In brief: Flooding death toll at 8 after woman found dead
DENVER – A 79-year-old woman whose house was swept away by the Big Thompson River was found dead on the riverbank, authorities said Monday, bringing to eight the death toll from the massive flooding in Colorado.
As the number of people unaccounted for dwindled to six, Vice President Joe Biden viewed the devastation from a helicopter before meeting with disaster workers.
“I promise you, I promise you, there will be help,” Biden said, trying to mute concerns that a possible federal government shutdown could derail relief efforts.
The latest victim was identified as Evelyn M. Starner. Larimer County authorities said she drowned and suffered blunt force trauma. Starner was previously listed as missing and presumed dead.
Starner was found Saturday. One other person was still missing and presumed dead – a 60-year-old woman from Larimer County. A man was taken off the list after walking into the sheriff’s office.
The number of unaccounted-for people shrank as improving communications and road access allowed authorities to contact 54 people over the weekend who had not been heard from.
Navy pushes for changes to security clearance
WASHINGTON – A week after an IT contractor gunned down 12 workers at the Washington Navy Yard, Navy officials began moving to close gaps in the security clearance process, recommending that all police reports involving an individual must be included when a background check is done.
The Navy, in a report released Monday, revealed that the shooter, Aaron Alexis, did not disclose a 2004 arrest or some financial problems when he filled out his application for a security clearance when he joined the Navy as a reservist several years later.
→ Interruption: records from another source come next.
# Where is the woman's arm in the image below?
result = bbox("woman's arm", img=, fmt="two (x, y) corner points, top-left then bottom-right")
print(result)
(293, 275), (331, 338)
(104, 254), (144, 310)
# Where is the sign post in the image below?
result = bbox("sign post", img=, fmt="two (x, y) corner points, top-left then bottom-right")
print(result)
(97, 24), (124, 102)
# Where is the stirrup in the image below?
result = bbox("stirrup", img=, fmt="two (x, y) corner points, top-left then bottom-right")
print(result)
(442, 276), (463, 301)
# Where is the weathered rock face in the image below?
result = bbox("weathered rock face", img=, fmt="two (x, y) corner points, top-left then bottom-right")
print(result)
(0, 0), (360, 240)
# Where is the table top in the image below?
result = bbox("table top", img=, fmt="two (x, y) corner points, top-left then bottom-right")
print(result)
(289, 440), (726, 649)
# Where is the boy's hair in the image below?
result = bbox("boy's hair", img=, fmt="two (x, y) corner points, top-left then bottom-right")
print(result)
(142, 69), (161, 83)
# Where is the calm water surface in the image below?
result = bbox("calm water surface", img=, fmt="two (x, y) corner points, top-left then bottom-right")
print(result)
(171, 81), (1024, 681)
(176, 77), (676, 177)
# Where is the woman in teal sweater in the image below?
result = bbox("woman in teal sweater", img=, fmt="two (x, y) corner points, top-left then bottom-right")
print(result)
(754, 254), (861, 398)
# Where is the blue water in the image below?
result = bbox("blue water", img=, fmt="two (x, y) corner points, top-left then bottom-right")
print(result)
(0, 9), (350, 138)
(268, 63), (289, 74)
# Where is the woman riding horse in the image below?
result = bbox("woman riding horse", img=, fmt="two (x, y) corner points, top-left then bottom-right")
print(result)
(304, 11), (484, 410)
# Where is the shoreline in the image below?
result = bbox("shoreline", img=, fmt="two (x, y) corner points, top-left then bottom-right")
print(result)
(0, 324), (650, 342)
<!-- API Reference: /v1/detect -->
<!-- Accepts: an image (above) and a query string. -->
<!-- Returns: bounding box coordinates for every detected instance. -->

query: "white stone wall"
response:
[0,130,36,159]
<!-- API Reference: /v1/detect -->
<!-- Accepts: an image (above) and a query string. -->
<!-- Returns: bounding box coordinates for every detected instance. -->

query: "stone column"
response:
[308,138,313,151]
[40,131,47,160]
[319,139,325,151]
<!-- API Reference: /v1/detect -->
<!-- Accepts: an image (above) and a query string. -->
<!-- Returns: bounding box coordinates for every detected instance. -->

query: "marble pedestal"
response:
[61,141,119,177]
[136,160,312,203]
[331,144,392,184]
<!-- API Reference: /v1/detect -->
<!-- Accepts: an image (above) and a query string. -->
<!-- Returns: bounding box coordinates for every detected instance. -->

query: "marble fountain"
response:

And officials said the background report, given to the Navy at the time, also failed to reveal that he had shot out the tires of another person’s car during a 2004 dispute in Seattle.
Instead, the report from the Office of Personnel Management said Alexis “deflated” the tires and did not mention the use of a gun.
Defense officials have acknowledged that a lot of red flags were missed in Alexis’ background, allowing him to maintain a secret security clearance and have access to a secure Navy facility despite a string of behavioral problems and brushes with the law. Over the past week, they have been struggling to determine what might have been missed, and what changes could be made to try to prevent similar violence in the future.
So far, however, the detailed reviews only underscore how subjective the security checks can be and how difficult it is to predict violent behavior based only on minor conduct issues that could easily be overlooked.